Why Being A Maker Has Made Outdoor Holiday Lights A New Everest

Our family loves the holiday season, kicking off with Halloween and capping with Christmas.

My wife has always had a fascination with decor in general, but holiday-specific decor specifically. Once we bought our house, that extended into me getting interested in how the outside looked too. Over the years, we’ve made tombstones and a Disney skull cauldron for Halloween, but haven’t made anything ourselves for Christmas.

Christmas lights are stunning and we want them to look amazing, but how did it become this massive project for “one day”?

It Started By Accident In High School

At the time, I never would have believed it would come full-circle 20 years later, but the seed was planted when I was 16.

In 2005 (yes, I’m old), my family moved to Atlanta and I was lucky enough to quickly make friends with some Audio folks at a local church who took me under their wing and taught me. This quickly evolved to include doing lighting design for some events, concerts, and theater productions (nothing fancy, just local) with moving lights. I was amazed at how syncing the lighting to the music could change and amplify the effect of the music and the two worked together so well.

I kept it up till 2010 when I needed to focus on my college work and thought I was giving up lighting design forever.

The Classic Griswald Beginnings

Fast forward to 2017, the year after my wife and I purchased our house and we could think about outside decorations (and not just getting settled).

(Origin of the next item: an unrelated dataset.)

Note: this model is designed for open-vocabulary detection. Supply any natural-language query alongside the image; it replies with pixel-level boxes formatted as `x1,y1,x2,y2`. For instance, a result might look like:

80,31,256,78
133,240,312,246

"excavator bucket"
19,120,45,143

We had put up a couple of cheap string lights the year before just to say we did, but wanted to take it seriously. If you know me, I don’t know how to do something that interests me half way, so my big goal was to have the brightest house in the neighborhood. I took our time at Disney to see how they lit up the Christmas lights and bathe Cinderella’s castle in light.

We succeeded, and still have the brightest house in the neighborhood to this day, but something still felt like it was missing.

The Disney Stroller Project That Created A New Dream

In mid-2024, a video from the YouTube channel, Break It Yourself, came across my feed where Richard synced his stroller LED Lights to the Disney Happily Ever After fireworks show.

I was immediately hooked and vowed to do that with our stroller lights when we went in October 2024 for the Not So Spooky Halloween Parade music. I spent months tinkering, learning the lighting software, programming the entire 30 minute parade, and getting it set up on the stroller. The lights looked so cool in my garage and I was excited to try them in the park.

The night came, the parade was starting, everything all set, so I plugged in the lights…..and they failed miserably.

I made a rookie mistake of not weatherproofing the control box and it was damaged in rain. But I was hooked on the idea of scaling what I learned to our entire house.

Now, my holiday lighting dream is to scale that stroller project into a successful, full-house show for Halloween and Christmas.